An important development is the creation of chlorophyll a fluorescence imaging systems (Baker et al., 2001). These systems improve the ability to examine the heterogeneity in an experimental object. This is a major advantage in studying localized stress responses such as those caused by plant diseases, where there are irregular infected areas on a leaf while other parts of the same leaf remain apparently healthy. For foliar diseases caused by bacteria, images of Fv/Fm and other fluorescence parameters have been used to monitor compatible and incompatible interactions of Pseudomonas syringae pv. tomato on Arabidopsis thaliana (Bonfig et al., 2006; Berger et al., 2007a) and P. syringae pv. phaseolicola on Phaseolus vulgaris (Rodriguez-Moreno et al., 2008).

Pseudomonas syringae pv. tabaci is the causal agent of wildfire of tobacco. It is a hemibiotrophic pathogen that normally invades leaves through wounds or natural openings, initially growing biotrophically in the apoplast where it affects plant metabolism and suppresses plant defence signalling in adjacent living host cells using type III secretion system (T3SS) effectors (Mudgett, 2005). Later, the bacteria invade into adjacent host cells, killing them, which results in the appearance of water soaking and necrosis (Agrios, 2005). Pseudomonas syringae pv. tabaci also secretes tabtoxin, which results in chlorotic halos around the lesions (Turner & Debbage, 1982).
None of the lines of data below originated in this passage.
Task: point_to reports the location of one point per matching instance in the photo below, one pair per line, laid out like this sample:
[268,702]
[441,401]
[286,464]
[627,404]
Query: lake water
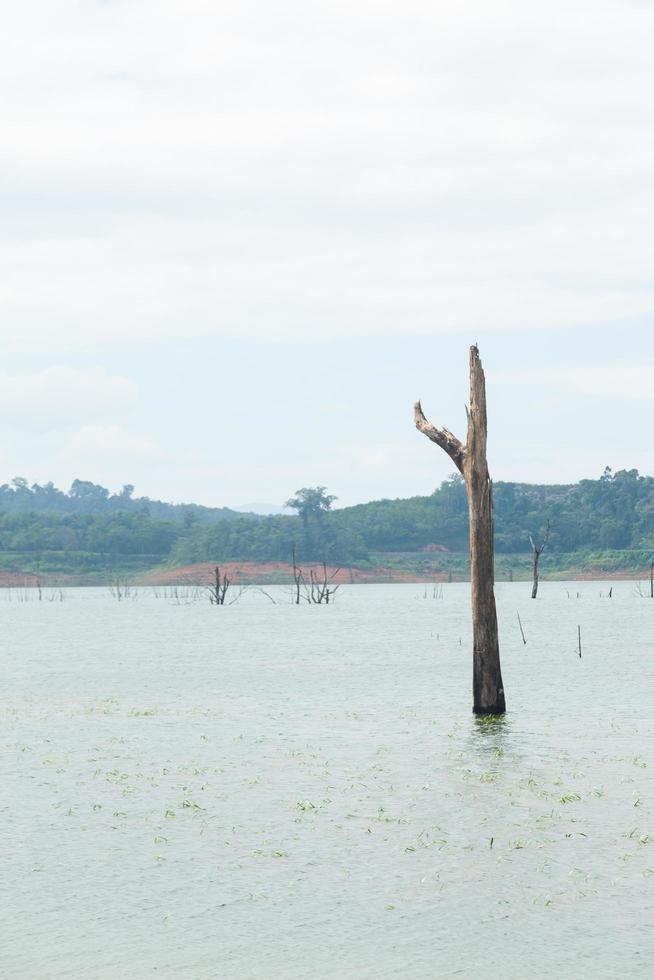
[271,791]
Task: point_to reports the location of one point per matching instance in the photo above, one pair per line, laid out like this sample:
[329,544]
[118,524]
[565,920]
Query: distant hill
[606,523]
[84,497]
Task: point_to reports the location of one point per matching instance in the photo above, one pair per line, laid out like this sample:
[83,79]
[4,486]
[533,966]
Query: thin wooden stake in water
[521,630]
The toxin is cleaved in the plant, releasing tabtoxin-β-lactam that inhibits glutamine synthetase, resulting in ammonia accumulation in the leaf and eventually cell death. For P. syringae pv. tabaci expressing the T3SS effector avrPto, a hypersensitive response (HR) will occur if the plant expresses the resistance gene Pto, which recognizes the pathogen, thus preventing significant growth and spread of the bacteria (Rommens et al., 1995; Thilmony et al., 1995).
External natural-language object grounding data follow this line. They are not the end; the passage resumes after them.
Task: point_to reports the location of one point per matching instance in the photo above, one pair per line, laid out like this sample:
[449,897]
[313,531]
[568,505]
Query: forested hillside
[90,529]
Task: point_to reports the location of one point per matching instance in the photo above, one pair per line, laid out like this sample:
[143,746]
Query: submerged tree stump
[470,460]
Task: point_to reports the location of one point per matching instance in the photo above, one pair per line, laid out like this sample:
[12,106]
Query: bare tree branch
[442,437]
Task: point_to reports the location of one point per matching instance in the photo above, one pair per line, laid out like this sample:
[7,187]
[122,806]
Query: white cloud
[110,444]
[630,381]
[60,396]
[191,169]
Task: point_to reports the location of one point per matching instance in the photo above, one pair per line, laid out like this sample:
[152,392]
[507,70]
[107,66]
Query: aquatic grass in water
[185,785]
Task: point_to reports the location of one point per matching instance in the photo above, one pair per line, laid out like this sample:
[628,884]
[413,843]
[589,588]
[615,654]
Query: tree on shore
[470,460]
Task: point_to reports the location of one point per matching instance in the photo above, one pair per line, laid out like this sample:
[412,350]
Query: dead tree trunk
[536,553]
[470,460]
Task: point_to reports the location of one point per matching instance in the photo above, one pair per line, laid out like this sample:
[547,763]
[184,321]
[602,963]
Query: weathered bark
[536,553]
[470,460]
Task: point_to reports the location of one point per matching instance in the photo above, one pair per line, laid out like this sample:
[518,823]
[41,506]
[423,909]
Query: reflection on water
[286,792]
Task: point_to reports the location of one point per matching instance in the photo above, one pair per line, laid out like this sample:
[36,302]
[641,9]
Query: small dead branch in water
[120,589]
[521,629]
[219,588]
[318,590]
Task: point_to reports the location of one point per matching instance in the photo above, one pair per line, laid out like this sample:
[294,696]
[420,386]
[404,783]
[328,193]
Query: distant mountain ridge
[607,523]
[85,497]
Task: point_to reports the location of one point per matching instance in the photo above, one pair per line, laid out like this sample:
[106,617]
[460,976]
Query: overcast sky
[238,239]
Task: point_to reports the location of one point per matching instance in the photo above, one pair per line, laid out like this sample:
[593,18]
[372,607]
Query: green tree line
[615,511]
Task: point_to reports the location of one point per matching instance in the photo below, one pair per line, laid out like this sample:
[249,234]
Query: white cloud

The use of chlorophyll fluorescence imaging to identify spatial and temporal variation in Nicotiana benthamiana leaves following inoculation by virulent and avirulent strains of P. syringae pv. tabaci can advance understanding of the impact and spread of the bacteria in the plant. The aim of this study was to analyse the timing and spread of changes in chlorophyll a fluorescence in interactions between N. benthamiana and virulent and avirulent strains of P. syringae pv. tabaci.

Materials and methods

Plant material, bacterial strains and inoculations

Wildtype N. benthamiana and transgenic N. benthamiana expressing Pto (Rommens et al., 1995) were grown in Sunshine Mix #4 (SunGro Horticulture Canada Ltd) with a 16 h photoperiod at 150 μmol m−2 s−1 photosynthetically active radiation (PAR) and 20–23°C. Pseudomonas syringae pv. tabaci strain 11528R, and the same strain containing avrPto (Thilmony et al., 1995), were grown at 28°C on King’s B agar (KB) (King et al., 1954) amended with 50 mg L−1 rifampicin (wildtype strain) or rifampicin plus 20 mg L−1 kanamycin (avrPto strain). Bacterial cultures were maintained in 15% glycerol at −70°C for storage.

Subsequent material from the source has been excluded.